Outre l’école, je me suis impliquée au sein de la communauté. Lors de mon séjour, je rencontrais plusieurs associations environnementales déjà implantées dans la communauté et ce que j’ai remarqué est que chacune se battait pour la même cause, mais séparément. Selon moi, une synergie leur serait avantageuse et c’est à ce moment que j’ai présenté l’idée d’un réseau environnemental. Leur union ferait leur force et les Sénégalais ont accueilli mon idée à bras ouvert. Les associations ont donc formé un réseau bien établi qui leur permettrait de discuter des problématiques environnementales de leur milieu. Par l’entremise d’amis sénégalais, j’ai appris que le réseau fonctionne encore et que les membres sont encore très actifs au sein de la communauté.
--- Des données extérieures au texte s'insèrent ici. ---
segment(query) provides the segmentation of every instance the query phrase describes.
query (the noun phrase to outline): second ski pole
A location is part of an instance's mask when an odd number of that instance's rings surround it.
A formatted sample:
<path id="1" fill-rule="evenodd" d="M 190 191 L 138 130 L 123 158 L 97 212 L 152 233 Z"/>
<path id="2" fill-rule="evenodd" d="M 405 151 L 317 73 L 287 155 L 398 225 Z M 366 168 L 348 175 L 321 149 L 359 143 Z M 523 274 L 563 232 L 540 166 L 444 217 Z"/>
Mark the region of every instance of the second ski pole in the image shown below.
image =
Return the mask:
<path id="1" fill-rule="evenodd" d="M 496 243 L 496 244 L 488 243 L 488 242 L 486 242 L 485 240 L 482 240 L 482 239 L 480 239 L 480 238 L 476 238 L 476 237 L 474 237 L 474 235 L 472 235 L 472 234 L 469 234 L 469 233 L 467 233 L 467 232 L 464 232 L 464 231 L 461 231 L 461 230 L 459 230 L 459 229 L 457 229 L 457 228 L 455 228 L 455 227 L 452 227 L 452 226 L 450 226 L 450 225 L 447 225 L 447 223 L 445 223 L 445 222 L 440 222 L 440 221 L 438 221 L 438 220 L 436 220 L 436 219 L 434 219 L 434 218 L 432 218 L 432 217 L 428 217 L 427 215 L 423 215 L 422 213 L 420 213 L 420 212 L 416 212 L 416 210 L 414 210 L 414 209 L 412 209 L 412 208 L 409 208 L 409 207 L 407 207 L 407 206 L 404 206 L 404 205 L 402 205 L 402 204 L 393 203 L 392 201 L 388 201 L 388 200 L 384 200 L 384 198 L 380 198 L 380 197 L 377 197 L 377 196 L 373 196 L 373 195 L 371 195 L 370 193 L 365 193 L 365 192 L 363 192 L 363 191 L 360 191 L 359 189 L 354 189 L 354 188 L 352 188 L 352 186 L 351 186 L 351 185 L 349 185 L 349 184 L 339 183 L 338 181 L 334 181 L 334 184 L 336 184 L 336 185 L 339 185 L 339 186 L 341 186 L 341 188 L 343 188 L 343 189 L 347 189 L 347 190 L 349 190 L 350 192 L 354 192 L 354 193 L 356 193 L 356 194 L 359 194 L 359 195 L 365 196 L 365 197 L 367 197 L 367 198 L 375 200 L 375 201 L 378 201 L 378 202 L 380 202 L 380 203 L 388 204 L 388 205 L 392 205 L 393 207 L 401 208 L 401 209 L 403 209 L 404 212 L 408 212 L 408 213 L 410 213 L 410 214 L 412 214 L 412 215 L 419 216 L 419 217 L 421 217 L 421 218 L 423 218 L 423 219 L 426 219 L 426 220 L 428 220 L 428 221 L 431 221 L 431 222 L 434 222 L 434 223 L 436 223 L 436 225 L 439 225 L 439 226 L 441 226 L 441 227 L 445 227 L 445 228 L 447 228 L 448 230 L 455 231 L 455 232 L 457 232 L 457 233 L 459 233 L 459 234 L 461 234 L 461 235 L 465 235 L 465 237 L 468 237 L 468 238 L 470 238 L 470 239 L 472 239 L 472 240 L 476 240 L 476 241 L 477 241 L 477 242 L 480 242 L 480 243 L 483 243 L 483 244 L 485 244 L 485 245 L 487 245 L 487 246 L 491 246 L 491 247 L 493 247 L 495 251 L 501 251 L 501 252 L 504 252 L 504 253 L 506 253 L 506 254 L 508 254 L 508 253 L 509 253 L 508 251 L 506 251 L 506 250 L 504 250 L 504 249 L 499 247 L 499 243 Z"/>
Le centre socioculturel de la commune de l’arrondissement de Hann Bel Air m’a beaucoup touchée, particulièrement le centre de microjardinage. Ibrahima Seck, gestionnaire du centre, est socialement et culturellement engagé et promeut cette agriculture urbaine. J’ai rencontré des organismes et même des ménages qui faisaient pousser leurs propres légumes et leur propre menthe pour l’heure du thé. Cette initiative est exceptionnelle et la population, surtout les femmes, se montre de plus en plus intéressée.

Je n’étais que de passage au Sénégal et comme acteur de l’extérieur, j’ai analysé, j’ai suggéré, je me suis engagée par amour dans cette communauté et j’ai grandi. Grâce à l’ouverture, à la générosité et à la « teranga » des citoyens de Yarakh, tout a coulé et c’est mis en place. Aujourd’hui, ces citoyens engagés continuent d’affronter leur réalité environnementale et savent prendre leur place en tant qu’acteurs de changement. Que Dieu les protège!